Since the Cometa server has to maintain all the connections with the remote devices available all the time, it cannot be scaled horizontally with the use of a load balancer of reverse proxy which by definition do not establish long-lived connections. The implementation of the Cometa edge server must therefore allow for the largest possible number of simultaneous connections and still maintain a response time that does not degrade with a growing number of connected devices.

The 1024k Problem

The requirement to scale the edge server vertically poses several implementation challenges, which have been described in the literature as the C10K problem . The problem's name is a numeronym for "ten thousand clients". In our case we decided to tackle the C1024K "one million clients" problem instead, that is more in line with the requirements of a 21st century network infrastructure.


The common approach in HTTP servers is to spawn a new thread for each client request, like in the Apache Web Server , the most popular web server on the Internet since 1996. In Cometa, since a connection must be maintained forever, this approach would quickly lead to a server resource overload because a significant amount of memory is allocated for each thread, and to CPU overload due to the thread context switching when a high number of request must be satisfied.

Cometa multi-threading takes advantage of multiple CPUs in modern servers and individual threads are each capable of managing a high number of concurrent device connections and requests. The number of threads, all capable of similar operations, rather than a function of connections, is more of a function of the number of CPUs of the server, and it is a configuration parameter.

Asynchronous I/O

To allow for parallel processing of simultaneous network requests in each thread, Cometa adopts asynchronous I/O (non-blocking) network communication. The ability for an application in the UNIX OS to use asynchronous communication relies on the paradigm that every resource in UNIX is a file and referred to with a file descriptor. This is also the case for Sockets used for TCP/IP style of communication needed for an HTTP connection that uses TCP.

The challenge when dealing with a large number of file descriptors and asynchronous I/O, is the strategy used in the UNIX kernel for checking individual file descriptor for data being available for reading, and to resume processing of that communication. It can be easily seen that if the kernel uses a simple scan or similar linear search strategy, it would operate in O(N) response time, where N is the number of open file descriptors (communication channels). Traditionally, UNIX kernels were only using this strategy in the select or poll system calls, while in modern UNIX systems other alternatives that operate in O(1) response time, are available. In Linux kernel 2.5.44 and subsequent releases, the epoll kernel API for scalable I/O event notifications has been introduced, to achieve O(1) response time for more demanding applications, where the number of watched file descriptors is very large.

The Cometa server is implemented in C language, and it makes use of the epoll kernel API for handling event-based, asynchronous I/O in exchanging data with the remote devices. With respect to memory requirements, it must be noted that in the device-server communication model used, no more than one UNIX Socket (communication channels) are used for each device at the same time.

Scale Beyond C1024K

The results reported show the Cometa server is capable of supporting more than one million devices on a single 32 GB RAM, multi-core server and still provide millisecond latency in presence of high throughput rates. While servers with more than 32 GB RAM are widely available, once the capacity of one server has been reached it is still possible to deploy multiple edge servers.
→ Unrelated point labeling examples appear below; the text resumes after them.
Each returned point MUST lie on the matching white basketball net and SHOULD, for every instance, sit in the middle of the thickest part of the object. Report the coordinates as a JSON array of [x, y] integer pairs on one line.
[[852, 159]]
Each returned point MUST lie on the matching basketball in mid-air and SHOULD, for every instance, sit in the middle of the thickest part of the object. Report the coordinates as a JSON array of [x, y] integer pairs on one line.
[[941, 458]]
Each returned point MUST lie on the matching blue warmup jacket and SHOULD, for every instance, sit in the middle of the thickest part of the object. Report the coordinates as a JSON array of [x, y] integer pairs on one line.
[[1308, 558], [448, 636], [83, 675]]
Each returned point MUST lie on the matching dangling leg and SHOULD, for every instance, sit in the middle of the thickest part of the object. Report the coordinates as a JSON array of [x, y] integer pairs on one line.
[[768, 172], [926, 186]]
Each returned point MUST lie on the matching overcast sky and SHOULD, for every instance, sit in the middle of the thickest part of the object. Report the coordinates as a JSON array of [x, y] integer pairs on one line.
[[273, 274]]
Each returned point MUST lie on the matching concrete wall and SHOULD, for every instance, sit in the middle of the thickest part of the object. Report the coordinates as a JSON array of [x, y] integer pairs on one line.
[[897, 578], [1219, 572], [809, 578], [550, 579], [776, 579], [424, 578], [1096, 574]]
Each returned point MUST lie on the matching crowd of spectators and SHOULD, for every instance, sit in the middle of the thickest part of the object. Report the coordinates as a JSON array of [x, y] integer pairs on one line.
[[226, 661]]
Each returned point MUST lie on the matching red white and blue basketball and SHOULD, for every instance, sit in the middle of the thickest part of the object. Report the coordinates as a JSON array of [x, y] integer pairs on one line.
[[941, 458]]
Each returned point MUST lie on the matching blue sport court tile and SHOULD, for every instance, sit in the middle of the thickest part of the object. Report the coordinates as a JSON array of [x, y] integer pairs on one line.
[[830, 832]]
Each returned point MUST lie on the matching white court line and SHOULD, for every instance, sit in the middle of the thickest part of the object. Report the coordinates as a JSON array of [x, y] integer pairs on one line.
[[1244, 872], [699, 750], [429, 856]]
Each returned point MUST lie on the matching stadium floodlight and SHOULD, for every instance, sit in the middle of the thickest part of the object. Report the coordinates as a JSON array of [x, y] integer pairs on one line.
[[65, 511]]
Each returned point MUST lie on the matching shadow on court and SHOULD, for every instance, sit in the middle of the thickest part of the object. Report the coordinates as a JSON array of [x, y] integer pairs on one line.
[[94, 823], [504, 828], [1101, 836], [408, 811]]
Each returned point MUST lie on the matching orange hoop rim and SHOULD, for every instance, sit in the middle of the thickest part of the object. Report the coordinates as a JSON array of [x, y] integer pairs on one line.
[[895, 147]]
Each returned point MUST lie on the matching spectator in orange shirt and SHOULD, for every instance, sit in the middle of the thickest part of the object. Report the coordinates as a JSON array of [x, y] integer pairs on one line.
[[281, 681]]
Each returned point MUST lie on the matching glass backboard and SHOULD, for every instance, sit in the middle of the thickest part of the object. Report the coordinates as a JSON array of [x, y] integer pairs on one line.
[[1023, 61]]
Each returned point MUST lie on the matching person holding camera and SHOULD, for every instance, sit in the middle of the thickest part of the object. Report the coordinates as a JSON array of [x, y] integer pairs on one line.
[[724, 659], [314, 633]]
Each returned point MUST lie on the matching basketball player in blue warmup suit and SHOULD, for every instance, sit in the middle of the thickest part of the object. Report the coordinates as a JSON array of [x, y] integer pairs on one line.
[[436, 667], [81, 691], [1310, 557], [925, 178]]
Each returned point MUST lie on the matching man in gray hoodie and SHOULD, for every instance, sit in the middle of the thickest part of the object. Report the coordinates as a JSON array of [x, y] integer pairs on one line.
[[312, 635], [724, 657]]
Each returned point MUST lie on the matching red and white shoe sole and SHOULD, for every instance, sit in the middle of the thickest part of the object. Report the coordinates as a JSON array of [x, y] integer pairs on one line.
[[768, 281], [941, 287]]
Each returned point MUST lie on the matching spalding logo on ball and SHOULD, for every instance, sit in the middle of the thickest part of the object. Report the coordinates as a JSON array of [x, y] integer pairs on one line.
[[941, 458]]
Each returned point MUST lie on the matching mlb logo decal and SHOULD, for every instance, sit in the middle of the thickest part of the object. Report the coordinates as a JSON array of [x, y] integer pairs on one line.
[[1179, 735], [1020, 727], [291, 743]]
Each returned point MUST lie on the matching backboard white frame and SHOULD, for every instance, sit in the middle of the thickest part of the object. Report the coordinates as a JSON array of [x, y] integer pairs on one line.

Operations are guaranteed with multiple edge servers provided that each has a different FQDN and that clients are configured to connect to different Cometa server, in order not to exceed the capacity of a single server. This can become tricky when devices break down or are decommissioned by the owner. Since configurable parameters can be remotely modified on devices in the field, the distribution of devices across many edge servers can be dynamically adapted as old devices are decommissioned. Such scenario must be contemplated in the device firmware at development time.

Benchmarking Kit

Cometa Client Benchmark

The Cometa Client Benchmark cb-devices is a tool used to simulate a number of devices that reply to requests with a message of configurable size. Each simulated device in the Cometa Client Benchmark is able to:

Command line parameters:

server_name Cometa server IP address
server_port Cometa server port
app_id Cometa application id
app_secret Cometa application secret
heartbeat heartbeat in seconds (default is 60)
device_id numeric start device ID for the first device
response_size size in bytes of response message
use_ssl use SSL for server communication

Load Generator

For the benchmarks performed a load generator has been written for Node.js and to use WebSocket endpoints for devices. The load generator sends a generic ping message to a random device in the specified range using JavaScript timers to send the next message to the same device after a random period of time between 1 and 3 seconds.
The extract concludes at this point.